Woolworths’ Workers Walkout over Covid19

By Thomas Edwardson  –  Thomas is a worker at MLDC

Workers at Woolworths’ giant Melbourne Liquor Distribution Centre (MLDC) refused to commence the work Monday August 3. One Covid19 case was confirmed on the site the previous week but just six of the approximately 700 workers were sent home to socially isolate.

Over the weekend Woolworths asked workers to perform overtime hours. Many of these workers had not been informed that covid19 was detected in the workplace. Critical of the lack of communication and insufficient cleaning, workers decided that it was unsafe to commence work and refused.


The stoppage was legally re-enforced when elected health and safety representatives (HSRs) issued a formal cease work notice bringing all work to a halt. The workers and their HSRs demanded that all workers be tested and the shed be closed – with full pay continuing – until test results came back. This is the only way to ensure that no undetected cases of covid19 continue to spread.

Woolworth’s management initially agreed to testing and set up a series of testing tents onsite – but argued that work should continue while waiting for results. The company then sent a message to all workers which implies the Victorian Department of Health and Human Services (DHHS) supports a return to work:

“After consultation and a review with the DHHS [department of health and human services] of the Woolworths processes and actions, the DHHS has confirmed at this time there is no need for any of our team to be self-isolating, unless you have been notified otherwise. You are all fine to continue normal activities and to continue working.”

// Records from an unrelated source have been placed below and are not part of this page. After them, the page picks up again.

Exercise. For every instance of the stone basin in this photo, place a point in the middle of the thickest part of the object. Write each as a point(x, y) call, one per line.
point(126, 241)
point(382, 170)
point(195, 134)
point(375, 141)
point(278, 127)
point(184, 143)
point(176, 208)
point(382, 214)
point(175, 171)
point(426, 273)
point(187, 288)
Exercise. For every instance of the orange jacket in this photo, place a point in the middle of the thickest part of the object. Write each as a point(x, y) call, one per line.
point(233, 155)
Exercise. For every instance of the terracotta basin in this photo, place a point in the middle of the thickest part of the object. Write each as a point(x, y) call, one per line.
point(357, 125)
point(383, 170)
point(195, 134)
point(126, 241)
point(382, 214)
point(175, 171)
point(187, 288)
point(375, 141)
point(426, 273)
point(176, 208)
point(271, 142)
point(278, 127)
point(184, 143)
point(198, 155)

Victorian premier Daniel Andrews has repeatedly said the opposite. For example, he told a media conference on the same day

“there is no alternative to stay at home if you have been tested or have the virus”

The HSRs, the United Workers Union (UWU) organiser, Work Safe and Woolworth’s management entered into negotiations for much of the day. This group – which did not include any of the elected UWU delegates – came to agreement early in the afternoon.

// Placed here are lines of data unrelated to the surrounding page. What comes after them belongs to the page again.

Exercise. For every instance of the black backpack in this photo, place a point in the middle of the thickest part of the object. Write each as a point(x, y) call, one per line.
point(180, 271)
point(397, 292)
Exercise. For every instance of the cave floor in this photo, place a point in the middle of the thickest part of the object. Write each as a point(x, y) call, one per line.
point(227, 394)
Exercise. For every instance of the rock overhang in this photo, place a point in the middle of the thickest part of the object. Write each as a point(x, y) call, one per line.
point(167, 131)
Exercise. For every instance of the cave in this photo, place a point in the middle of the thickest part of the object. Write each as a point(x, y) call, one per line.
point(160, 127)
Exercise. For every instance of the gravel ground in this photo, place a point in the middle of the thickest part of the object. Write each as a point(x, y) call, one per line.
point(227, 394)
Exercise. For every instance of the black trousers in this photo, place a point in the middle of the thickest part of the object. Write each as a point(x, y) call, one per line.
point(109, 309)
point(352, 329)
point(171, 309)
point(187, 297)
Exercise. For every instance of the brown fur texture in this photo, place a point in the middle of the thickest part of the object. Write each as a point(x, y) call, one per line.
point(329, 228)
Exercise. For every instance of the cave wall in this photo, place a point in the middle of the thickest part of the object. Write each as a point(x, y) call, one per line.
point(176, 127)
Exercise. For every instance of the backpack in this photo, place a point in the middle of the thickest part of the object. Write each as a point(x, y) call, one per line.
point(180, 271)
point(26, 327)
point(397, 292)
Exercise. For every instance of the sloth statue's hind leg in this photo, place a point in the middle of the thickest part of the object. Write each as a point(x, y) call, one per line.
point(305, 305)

The deal involves, workers returning to work, the company tearing down the onsite testing sites and advising workers to individually get tested offsite if they wish. Full-time workers who get tested a will not be paid while waiting for the results but are forced to use up their sick leave and annual leave. Casual workers waiting for test results will be paid only their base rostered hours, but not for the “flex-up” hours that are routine for casuals in the shed.

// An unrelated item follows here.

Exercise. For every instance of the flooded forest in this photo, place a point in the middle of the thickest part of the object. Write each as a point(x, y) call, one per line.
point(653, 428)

Some of the stock at MLDC.

The testing tents were removed because Worksafe objected to the company policy of test-and-then-work-while-waiting-for-results. However, rather than closing the shed temporarily while encouraging everyone to get tested, Worksafe and Woolworths pushed to reduce. They are making no generalised push for testing but leaving it up to individuals to get tested only if they feel it’s necessary. This is despite the fact that distribution centres are among the highest risk workplaces. It also comes after Woolworths delayed the closure of its Mulgrave fresh food distribution centre in Melbourne in July. The foot dragging resulted in the infection of over 30 workers before the site was eventually closed for cleaning.

However, as a result of the stoppage, the company has agreed to improve cleaning practice at the site. This includes:

  1. Deep cleaning – which the company already claims to do – will now have to be overseen by an independent cleaning provider and verified by a hygienist.
  2. Forklifts, transporters and other machines will now be colour coded according to whether or not they have been cleaned. An unclean machine cannot be used.
  3. Weekly swab testing available for workers.
  4. Truck drivers and contractors will now have to use a separate lunch room.
  5. There will be a weekly consultation and review with the site’s HSRs.

All workers were paid for the stoppage.

Woolworths MLDC site has significantly worse cleaning procedures than some other distribution centres. For example, the Amazon warehouse in the Melbourne’s South East has long enforced a compulsory mask rule, rigid social distancing and ensures all tables and chairs in the tearoom are cleaned after each time they are used.

By contrast, Woolworths extra cleaning at MLDC has so far been minimal. For example, door handles and other high touch surfaces are cleaned just five times per day. It seems the work stoppage today is now forcing MLDC management to take the global pandemic a little more seriously.